Clause 39 of the bill essentially reiterates section 77 of the Public Safety Act, 2002,(27) with the notable difference that that Act requires that the reserve force officer have previously performed the duties of a military judge in order to be named to the panel.
The Supreme Court of Canada has held that the fact that a judge performs his or her duties part-time does not create a reasonable apprehension of bias.(28) However, the judge’s activities outside his or her judicial functions may cause problems.(29) Clause 39 of the bill provides that a part-time military judge may not engage in any business or professional activity that is incompatible with his or her judicial duties (new section 165.223 of the NDA). As well, a part-time military judge may not be the Chief Military Judge (clauses 41 and 42 of the bill).
In addition, under clause 39 of the bill, the name of a reserve military judge will be removed from the panel on retirement (new subsection 165.221(2) of the NDA).
Clause 40 of the bill expressly grants military judges protection from civil liability.(30)
Under the present rules, in the case of a General Court Martial or Disciplinary Court Martial, the court martial panel pronounces the verdict(31) and the judge presiding at the court martial determines the sentence.(32)
The panel’s decisions are made by majority vote of its members.(33) Given that a guilty verdict may have serious consequences, clause 52 of the bill institutes the unanimous vote rule for decisions of a court martial panel in respect of a finding of guilty or not guilty, unfitness to stand trial or not responsible on account of mental disorder.(34) The unanimous vote rule would help to create a climate more conducive to discussion, in which the members would pay more attention to the minority opinion.(35)
Clause 53 of the bill provides that if the members of a panel are unable to agree on a finding, the military judge presiding at the court martial may discharge the panel. The Court Martial Administrator will then convene a new court martial.

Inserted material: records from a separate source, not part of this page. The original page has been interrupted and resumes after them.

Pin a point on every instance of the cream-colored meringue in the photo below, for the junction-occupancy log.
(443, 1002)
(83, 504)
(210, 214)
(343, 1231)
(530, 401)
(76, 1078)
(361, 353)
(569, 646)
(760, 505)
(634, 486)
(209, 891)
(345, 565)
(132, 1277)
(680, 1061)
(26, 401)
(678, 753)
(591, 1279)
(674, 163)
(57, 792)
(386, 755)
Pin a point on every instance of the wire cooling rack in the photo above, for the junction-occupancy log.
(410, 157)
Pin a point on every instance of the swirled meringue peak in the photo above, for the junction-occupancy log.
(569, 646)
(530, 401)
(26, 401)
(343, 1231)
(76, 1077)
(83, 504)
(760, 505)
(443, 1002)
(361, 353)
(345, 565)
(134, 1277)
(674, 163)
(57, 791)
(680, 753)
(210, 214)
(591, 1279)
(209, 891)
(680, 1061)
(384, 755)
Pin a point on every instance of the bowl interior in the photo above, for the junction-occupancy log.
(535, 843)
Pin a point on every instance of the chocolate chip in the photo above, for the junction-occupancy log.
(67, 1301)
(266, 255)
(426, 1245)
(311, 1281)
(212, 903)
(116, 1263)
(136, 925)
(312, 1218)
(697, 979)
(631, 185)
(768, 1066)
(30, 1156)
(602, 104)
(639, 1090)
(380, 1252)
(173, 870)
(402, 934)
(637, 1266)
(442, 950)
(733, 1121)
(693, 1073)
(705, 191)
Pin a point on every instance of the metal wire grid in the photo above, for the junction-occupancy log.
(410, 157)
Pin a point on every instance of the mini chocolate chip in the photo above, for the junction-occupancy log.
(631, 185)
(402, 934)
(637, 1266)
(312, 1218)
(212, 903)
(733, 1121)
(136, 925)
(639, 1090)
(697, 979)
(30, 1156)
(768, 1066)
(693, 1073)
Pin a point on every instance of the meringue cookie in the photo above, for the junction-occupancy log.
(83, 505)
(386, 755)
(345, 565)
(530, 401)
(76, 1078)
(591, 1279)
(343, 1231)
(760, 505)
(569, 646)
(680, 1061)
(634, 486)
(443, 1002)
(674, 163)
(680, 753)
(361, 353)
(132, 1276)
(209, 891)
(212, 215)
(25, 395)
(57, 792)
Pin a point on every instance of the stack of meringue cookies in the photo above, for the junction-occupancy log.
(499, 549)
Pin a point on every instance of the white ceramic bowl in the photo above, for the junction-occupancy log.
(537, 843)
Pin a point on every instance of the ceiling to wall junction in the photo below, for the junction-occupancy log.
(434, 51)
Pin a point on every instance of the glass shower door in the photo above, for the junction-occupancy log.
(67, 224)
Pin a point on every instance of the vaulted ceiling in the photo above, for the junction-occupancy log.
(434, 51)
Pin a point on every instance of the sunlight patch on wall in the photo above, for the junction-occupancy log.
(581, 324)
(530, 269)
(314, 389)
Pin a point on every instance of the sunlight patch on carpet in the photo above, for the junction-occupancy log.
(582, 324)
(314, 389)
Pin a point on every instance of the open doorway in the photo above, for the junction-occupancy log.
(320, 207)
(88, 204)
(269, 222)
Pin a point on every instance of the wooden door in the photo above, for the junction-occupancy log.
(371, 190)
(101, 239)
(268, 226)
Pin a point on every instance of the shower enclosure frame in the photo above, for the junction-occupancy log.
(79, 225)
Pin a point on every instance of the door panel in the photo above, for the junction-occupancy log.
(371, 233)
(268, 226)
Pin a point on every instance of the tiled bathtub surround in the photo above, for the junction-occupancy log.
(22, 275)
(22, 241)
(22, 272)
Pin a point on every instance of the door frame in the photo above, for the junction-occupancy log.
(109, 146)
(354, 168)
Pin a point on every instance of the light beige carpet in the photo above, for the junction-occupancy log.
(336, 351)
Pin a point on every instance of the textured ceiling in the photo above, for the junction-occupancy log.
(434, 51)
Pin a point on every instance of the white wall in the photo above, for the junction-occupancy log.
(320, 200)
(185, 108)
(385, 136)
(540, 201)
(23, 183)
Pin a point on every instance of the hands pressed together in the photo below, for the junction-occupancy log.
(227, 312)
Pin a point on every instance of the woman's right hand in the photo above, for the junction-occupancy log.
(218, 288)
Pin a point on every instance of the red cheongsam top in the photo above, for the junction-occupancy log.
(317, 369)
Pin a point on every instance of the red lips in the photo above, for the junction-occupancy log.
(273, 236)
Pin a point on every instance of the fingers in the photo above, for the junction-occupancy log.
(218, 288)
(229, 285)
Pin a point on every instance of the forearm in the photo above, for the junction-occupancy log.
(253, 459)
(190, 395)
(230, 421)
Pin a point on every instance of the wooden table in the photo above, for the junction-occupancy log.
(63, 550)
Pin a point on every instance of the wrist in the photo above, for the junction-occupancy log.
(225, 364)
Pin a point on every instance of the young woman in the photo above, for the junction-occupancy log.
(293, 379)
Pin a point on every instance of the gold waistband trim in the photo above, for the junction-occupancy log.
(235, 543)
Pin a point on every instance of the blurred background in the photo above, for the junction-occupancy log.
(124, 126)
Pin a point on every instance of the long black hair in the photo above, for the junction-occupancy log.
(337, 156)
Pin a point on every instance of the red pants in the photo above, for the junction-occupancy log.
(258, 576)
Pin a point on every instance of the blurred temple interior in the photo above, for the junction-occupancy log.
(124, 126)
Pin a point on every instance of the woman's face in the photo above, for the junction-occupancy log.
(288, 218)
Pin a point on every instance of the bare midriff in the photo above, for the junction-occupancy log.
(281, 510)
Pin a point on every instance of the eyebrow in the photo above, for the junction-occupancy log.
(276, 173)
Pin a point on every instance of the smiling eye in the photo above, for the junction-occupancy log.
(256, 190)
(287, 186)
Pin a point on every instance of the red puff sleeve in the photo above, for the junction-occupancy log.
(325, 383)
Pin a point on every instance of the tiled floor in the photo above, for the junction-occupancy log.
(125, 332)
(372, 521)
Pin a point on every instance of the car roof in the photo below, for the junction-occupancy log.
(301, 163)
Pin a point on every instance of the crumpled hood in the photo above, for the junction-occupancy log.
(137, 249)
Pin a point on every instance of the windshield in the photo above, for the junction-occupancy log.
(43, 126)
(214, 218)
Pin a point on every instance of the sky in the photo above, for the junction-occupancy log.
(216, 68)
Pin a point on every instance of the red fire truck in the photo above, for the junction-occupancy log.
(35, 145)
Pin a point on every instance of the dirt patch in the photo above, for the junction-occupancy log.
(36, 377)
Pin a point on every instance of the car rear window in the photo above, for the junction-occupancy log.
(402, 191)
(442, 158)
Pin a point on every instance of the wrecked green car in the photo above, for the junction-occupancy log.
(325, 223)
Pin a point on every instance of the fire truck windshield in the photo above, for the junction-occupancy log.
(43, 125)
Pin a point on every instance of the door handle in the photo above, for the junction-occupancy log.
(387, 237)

Clause 47 of the bill provides that proceedings before military judges, including proceedings relating to release from custody and sentencing, and courts martial, will be public proceedings (new subsection 180(1) of the NDA).
New subsection 180(2) of the NDA adds two situations in which a court martial and a military judge may order that the public be excluded: cases that may cause injury to national defence or national security.
A person who appeals a decision of a court martial to the Court Martial Appeal Court or the Supreme Court of Canada may ask the Appeal Committee to have the DDCS provide him or her with the services of counsel. The Appeal Committee is mentioned only in the QR&O, and not in the NDA.(36)
New section 249.211 of the NDA refers expressly to the Appeal Committee.(37) As well, the QR&O provides that the Committee, which is composed of two members, makes decisions by unanimous vote.(38) Justice Lamer recommended that the QR&O be amended to provide, among other things, that the Committee be composed of three members and that its decisions be made by majority vote.(39)
The bill introduces into the NDA a number of rules modelled on the Criminal Code. Other amendments specify the powers and responsibilities of the actors in the military justice system.
To comply with the decision of the Court Martial Appeal Court in R. v. Gauthier,(40) and the decision of the Federal Court of Appeal in Delude v. The Queen,(41) which held that the power to arrest without warrant conferred by section 156 of the NDA was unconstitutional, clause 26 of the bill essentially incorporates the grounds set out in the Criminal Code(42) for a lawful arrest without warrant(43) into the NDA. An officer, a non-commissioned member or a member of the military police (clause 27 of the bill) can now arrest a person without warrant only in the case of a serious offence,(44) if the arrest is in the public interest (for example, to identify the person or preserve evidence) or there are reasonable grounds to believe that the person will attempt to evade prosecution if he or she is released.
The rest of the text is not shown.